I spoke to another vet in the practice....and he said that when Izzy shows agression....no matter where we are....to flip her on her back........hold her down....and stare into her face. Yep, stare down a dog who can only see movement and shows no dominance aggression.


----------



## msmagnolia (Sep 8, 2004)

I am not speaking in position of authority in any way. What you are describing sounds like something that a good friend went through some years ago with a cocker spaniel. The vets referred to it as Rage Syndrome. Here is a link as it relates to Cockers and Springers......http://www.essfta.org/Health_Research/aggression.htm

My friend's result was not very good, but I don't recall that her dog took any medication. I hope the Prozac works for Izzy. Meanwhile, I would get a behaviourist involved.......Please keep us posted.

PS. If you read all the way to the end of the article that I mentioned you will note that they no longer recommend the alpha roll......


----------



## k/c mom (Oct 9, 2004)

> I spoke to another vet in the practice....and he said that when Izzy shows agression....no matter where we are....to flip her on her back........hold her down....and stare into her face. Yep, stare down a dog who can only see movement and shows no dominance aggression.[/B]

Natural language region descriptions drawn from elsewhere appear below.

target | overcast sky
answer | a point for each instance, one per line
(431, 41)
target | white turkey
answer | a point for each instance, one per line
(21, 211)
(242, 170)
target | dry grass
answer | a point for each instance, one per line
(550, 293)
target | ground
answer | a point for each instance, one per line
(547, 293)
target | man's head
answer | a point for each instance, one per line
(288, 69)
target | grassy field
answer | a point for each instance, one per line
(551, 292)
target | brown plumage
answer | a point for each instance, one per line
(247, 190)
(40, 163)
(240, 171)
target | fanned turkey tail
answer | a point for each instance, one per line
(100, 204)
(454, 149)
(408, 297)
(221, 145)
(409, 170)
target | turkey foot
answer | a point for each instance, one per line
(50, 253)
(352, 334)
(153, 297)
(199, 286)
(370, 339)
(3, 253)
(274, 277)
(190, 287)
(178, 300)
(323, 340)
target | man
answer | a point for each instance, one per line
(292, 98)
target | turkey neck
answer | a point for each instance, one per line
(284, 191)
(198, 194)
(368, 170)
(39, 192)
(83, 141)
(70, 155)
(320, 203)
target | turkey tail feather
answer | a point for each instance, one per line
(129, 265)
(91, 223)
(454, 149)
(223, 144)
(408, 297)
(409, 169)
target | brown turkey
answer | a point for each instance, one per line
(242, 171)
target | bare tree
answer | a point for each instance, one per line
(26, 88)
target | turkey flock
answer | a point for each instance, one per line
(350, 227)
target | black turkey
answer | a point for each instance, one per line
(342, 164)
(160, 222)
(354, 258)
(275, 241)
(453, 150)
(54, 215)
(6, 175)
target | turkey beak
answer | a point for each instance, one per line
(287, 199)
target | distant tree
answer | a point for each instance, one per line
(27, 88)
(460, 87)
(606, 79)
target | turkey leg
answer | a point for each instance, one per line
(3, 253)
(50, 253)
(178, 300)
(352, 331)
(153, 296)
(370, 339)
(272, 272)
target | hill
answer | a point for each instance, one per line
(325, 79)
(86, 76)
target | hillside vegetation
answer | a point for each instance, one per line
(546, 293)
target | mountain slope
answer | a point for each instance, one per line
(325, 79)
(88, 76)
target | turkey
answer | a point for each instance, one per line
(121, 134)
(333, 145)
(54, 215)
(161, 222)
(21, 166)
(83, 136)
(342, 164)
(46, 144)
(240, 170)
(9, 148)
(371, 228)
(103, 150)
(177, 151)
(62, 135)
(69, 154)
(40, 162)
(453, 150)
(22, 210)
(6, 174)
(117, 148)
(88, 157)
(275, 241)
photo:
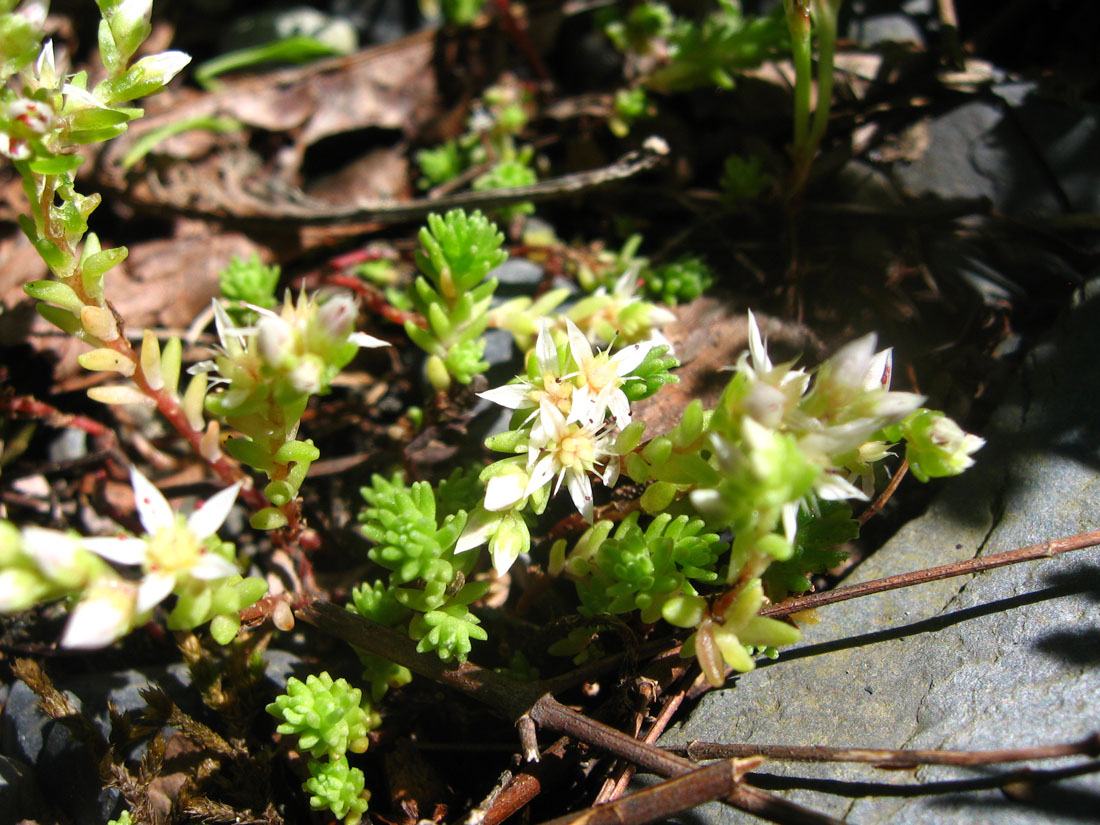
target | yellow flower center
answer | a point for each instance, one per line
(560, 394)
(576, 451)
(598, 372)
(173, 549)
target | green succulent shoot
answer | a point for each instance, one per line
(329, 716)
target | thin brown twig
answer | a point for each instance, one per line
(1043, 550)
(879, 503)
(518, 699)
(889, 758)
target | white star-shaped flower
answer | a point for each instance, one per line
(602, 376)
(173, 550)
(569, 450)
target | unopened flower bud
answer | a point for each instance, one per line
(306, 377)
(337, 317)
(106, 613)
(275, 339)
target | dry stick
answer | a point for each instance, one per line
(667, 799)
(700, 750)
(517, 700)
(671, 704)
(879, 503)
(1043, 550)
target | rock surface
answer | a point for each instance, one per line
(1003, 659)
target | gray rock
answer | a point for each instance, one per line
(1002, 659)
(70, 444)
(518, 272)
(1026, 154)
(19, 796)
(878, 29)
(974, 151)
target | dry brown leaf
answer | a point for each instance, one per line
(707, 336)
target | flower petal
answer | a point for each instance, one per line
(479, 528)
(628, 359)
(757, 350)
(578, 344)
(361, 339)
(878, 371)
(580, 490)
(103, 615)
(121, 550)
(51, 549)
(513, 396)
(504, 491)
(206, 519)
(618, 405)
(540, 474)
(153, 590)
(833, 487)
(153, 507)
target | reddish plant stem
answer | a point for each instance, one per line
(518, 33)
(879, 503)
(31, 407)
(519, 699)
(1043, 550)
(375, 300)
(671, 796)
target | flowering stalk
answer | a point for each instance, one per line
(176, 556)
(45, 117)
(262, 380)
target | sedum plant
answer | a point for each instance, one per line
(330, 718)
(176, 557)
(427, 592)
(453, 293)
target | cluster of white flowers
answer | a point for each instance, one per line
(576, 402)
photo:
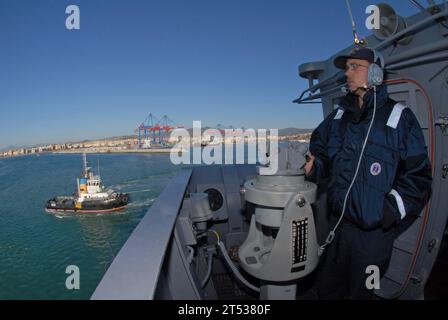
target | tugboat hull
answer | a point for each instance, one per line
(69, 205)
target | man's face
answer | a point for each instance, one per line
(357, 73)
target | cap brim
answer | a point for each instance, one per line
(341, 62)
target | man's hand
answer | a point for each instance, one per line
(309, 163)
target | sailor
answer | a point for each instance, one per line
(383, 175)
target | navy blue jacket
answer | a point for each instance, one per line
(394, 179)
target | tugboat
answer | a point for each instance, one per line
(91, 196)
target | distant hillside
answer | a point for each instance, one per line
(281, 132)
(293, 131)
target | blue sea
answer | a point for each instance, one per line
(36, 247)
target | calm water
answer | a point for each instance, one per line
(36, 247)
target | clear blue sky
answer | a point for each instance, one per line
(232, 62)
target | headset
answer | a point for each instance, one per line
(376, 69)
(375, 78)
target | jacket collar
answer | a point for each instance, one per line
(350, 102)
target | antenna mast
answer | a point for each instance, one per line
(355, 34)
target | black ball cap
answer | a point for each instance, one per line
(357, 53)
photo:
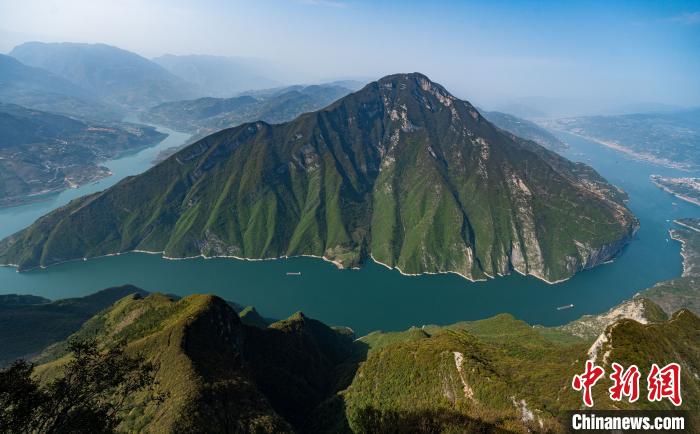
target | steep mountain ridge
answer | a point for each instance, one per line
(400, 171)
(299, 375)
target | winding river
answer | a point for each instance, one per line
(375, 297)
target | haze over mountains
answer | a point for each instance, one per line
(39, 89)
(115, 76)
(217, 75)
(346, 183)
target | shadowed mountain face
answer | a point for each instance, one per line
(401, 171)
(114, 75)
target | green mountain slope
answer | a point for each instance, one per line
(217, 75)
(682, 292)
(400, 171)
(29, 324)
(218, 375)
(494, 375)
(44, 152)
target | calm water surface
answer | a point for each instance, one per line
(374, 297)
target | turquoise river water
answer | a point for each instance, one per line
(375, 297)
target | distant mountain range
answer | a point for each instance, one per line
(204, 116)
(670, 139)
(221, 364)
(113, 75)
(400, 171)
(216, 75)
(44, 152)
(39, 89)
(525, 129)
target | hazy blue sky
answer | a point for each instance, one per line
(488, 52)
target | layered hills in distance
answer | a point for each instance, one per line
(204, 116)
(217, 75)
(400, 171)
(43, 152)
(41, 90)
(670, 139)
(113, 75)
(219, 363)
(525, 129)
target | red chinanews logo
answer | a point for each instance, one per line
(661, 383)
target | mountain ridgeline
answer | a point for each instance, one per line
(216, 373)
(400, 171)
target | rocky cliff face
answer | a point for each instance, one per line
(400, 171)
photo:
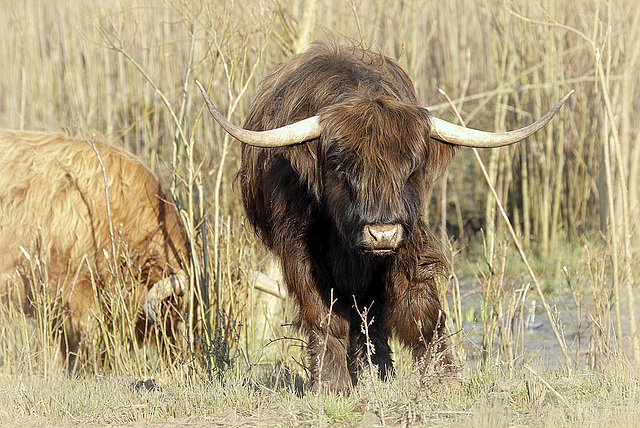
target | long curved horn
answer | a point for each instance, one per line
(461, 136)
(161, 290)
(304, 130)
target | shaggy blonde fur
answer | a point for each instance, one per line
(53, 209)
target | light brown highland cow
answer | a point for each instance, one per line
(55, 232)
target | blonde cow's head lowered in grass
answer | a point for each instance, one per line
(55, 234)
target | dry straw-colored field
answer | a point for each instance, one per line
(567, 247)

Yikes!!! That's the alpha roll and while it used to be the thing to do, we've now come a long way since then and know now that it is not. Here is just one (of many) links to info on this *outdated training method*. It's from About.com: 

"The Alpha Roll, once hailed as the premier way to prove to your dog who's "Alpha" (Boss) in the family, has been replaced by a gentler, more successful way of training. Now the Alpha Roll, besides being obsolete, has proven to be detrimental to the health and mental well-being of your dog, as well as downright dangerous to the 'Roller'". MORE ....... http://dogs.about.com/cs/basictraining/a/a...erms=alpha+roll


----------



## MalteseJane (Nov 21, 2004)

And some vets still recommend it ! Makes you wonder if they "update" themself along their career.


----------



## MalteseJane (Nov 21, 2004)

K/C I just read that article. Not sure I agree with the first part. When dogs are playing rough or fighting, one of them will lie on his back to show submission, it's not the stronger dog that makes the other one lie down forcefully, He is laying down by his own will. And normally, the stronger dog will let go the submissive dog at that moment (unless of course if it's a vicious dog). But to just assert dominance, he will not kill the submissive one. That's what you can see on documentaries with wolfes in pack.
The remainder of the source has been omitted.